L’America ha scelto: addio mediazione

Con un raid mirato, Trump cancella quarant’anni di prudenza strategica e si schiera apertamente nel conflitto israelo-iraniano

Trump Iran

Con il bombardamento dei siti nucleari iraniani, il presidente degli Stati Uniti Donald Trump ha compiuto un passo che rischia di compromettere gravemente la stabilità del Medio Oriente e di coinvolgere l’intero Occidente in una crisi che nessuno ha cercato, né desiderato. L’attacco, condotto con bombardieri Stealth e bombe a penetrazione profonda contro installazioni a Fordow, Natanz e Isfahan, è stato presentato come una risposta militare di precisione, ma appare nei fatti come un’escalation sconsiderata.

Quella che si configura è la prima azione militare diretta degli Stati Uniti contro l’Iran in oltre quarant’anni. Ed è avvenuta non in un contesto di autodifesa immediata, ma all’interno di un conflitto tra Israele e Iran che già stava generando tensioni pericolose. L’operazione rischia così di trasformare una crisi regionale in un confronto molto più ampio, con conseguenze difficilmente calcolabili.

Il presidente Trump ha rivendicato l’attacco con toni trionfalistici, parlando di una dimostrazione di forza senza precedenti. Ma al di là della retorica, restano le preoccupazioni legittime sollevate dai principali attori della regione. Paesi come Qatar, Arabia Saudita e Oman, storicamente attenti agli equilibri tra Washington e Teheran, hanno espresso seria preoccupazione e hanno invitato alla de-escalation, avvertendo del rischio di conseguenze catastrofiche.

Colpisce il fatto che sia proprio il Qatar, sede della più grande base militare americana in Medio Oriente, a mettere in guardia da una spirale fuori controllo. Allo stesso modo, l’Arabia Saudita e l’Oman, pur non alleati dell’Iran, hanno ritenuto necessario condannare l’attacco, sottolineando la necessità urgente di un ritorno al dialogo e alle vie diplomatiche. La loro posizione suggerisce che la misura è colma anche per chi, fino a ieri, si era tenuto vicino agli Stati Uniti.

Non va sottovalutato neppure l’aspetto tecnico: per quanto gli impianti nucleari iraniani siano stati colpiti senza causare, secondo l’Agenzia Internazionale per l’Energia Atomica, perdite radioattive gravi, la scelta di bombardare siti che ospitano materiale sensibile introduce un precedente pericoloso. La possibilità che in futuro simili attacchi producano danni ambientali o umanitari non può essere esclusa.

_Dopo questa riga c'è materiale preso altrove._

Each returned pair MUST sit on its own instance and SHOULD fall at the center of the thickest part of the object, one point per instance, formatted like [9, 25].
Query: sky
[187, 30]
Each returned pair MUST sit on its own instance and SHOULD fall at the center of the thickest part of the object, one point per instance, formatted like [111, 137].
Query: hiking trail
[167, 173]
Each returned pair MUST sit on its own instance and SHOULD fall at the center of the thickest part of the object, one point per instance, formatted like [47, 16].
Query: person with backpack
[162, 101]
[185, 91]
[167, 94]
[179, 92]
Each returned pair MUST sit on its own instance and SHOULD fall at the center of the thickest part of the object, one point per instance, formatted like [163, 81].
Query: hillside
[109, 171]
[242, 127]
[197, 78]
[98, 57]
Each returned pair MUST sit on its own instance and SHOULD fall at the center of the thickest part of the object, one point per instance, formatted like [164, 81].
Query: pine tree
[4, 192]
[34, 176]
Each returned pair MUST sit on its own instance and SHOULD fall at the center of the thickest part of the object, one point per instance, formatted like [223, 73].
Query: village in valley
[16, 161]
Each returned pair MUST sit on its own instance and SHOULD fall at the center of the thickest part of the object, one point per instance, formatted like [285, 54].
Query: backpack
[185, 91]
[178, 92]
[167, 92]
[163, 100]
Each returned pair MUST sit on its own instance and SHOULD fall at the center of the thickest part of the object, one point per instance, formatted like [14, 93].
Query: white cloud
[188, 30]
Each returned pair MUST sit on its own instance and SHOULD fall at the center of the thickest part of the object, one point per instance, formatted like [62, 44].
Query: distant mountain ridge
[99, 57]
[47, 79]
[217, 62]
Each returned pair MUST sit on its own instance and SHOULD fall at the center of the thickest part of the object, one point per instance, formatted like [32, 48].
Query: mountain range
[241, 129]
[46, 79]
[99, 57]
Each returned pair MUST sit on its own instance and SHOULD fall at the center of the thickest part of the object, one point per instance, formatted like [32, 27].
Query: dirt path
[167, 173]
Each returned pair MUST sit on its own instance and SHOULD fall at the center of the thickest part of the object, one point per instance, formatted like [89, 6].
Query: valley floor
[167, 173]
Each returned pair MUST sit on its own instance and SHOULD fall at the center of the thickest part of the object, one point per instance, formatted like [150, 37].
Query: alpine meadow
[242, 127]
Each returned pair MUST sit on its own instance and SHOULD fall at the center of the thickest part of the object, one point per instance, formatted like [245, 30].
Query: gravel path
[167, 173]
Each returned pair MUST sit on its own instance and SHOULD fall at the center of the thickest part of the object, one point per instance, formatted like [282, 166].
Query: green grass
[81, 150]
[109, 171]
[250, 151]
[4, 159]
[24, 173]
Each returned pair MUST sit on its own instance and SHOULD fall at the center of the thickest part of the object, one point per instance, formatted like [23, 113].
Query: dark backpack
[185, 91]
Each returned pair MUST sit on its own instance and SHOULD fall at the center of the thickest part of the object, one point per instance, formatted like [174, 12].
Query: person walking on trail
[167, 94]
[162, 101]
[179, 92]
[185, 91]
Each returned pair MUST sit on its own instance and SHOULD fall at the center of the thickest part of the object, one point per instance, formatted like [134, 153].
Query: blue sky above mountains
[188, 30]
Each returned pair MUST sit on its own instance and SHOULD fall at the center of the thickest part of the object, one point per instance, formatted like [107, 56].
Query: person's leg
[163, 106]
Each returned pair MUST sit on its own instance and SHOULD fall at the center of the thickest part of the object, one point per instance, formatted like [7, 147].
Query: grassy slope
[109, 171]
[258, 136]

Il rischio più immediato, tuttavia, è quello politico. Con questa azione, gli Stati Uniti si sono di fatto schierati nel conflitto in corso, rinunciando a qualsiasi ruolo di mediazione. È una scelta che può isolare ulteriormente Washington e indebolire la posizione dell’Occidente, già provata da anni di tensioni, guerre per procura e sfiducia crescente nella leadership americana.

Di fronte a tutto ciò, sorprende, ma non troppo, il silenzio delle istituzioni europee. L’assenza di una voce autonoma e forte, capace di richiamare al diritto internazionale e al buon senso diplomatico, rivela una volta di più la fragilità strategica dell’Unione Europea.

In un momento in cui sarebbe necessario raffreddare gli animi e rafforzare i canali di comunicazione tra le potenze, l’amministrazione Trump sceglie la via muscolare. Una strada che, più che garantire la pace, rischia di alimentare l’instabilità.

Sarebbe utile che chi ha ancora responsabilità di governo e influenza nelle relazioni internazionali riflettesse con serietà su quanto accaduto. Non per difendere l’Iran o giustificare le sue ambizioni nucleari, ma per evitare che un’intera regione, e con essa il mondo, venga trascinata in un conflitto sempre più difficile da contenere.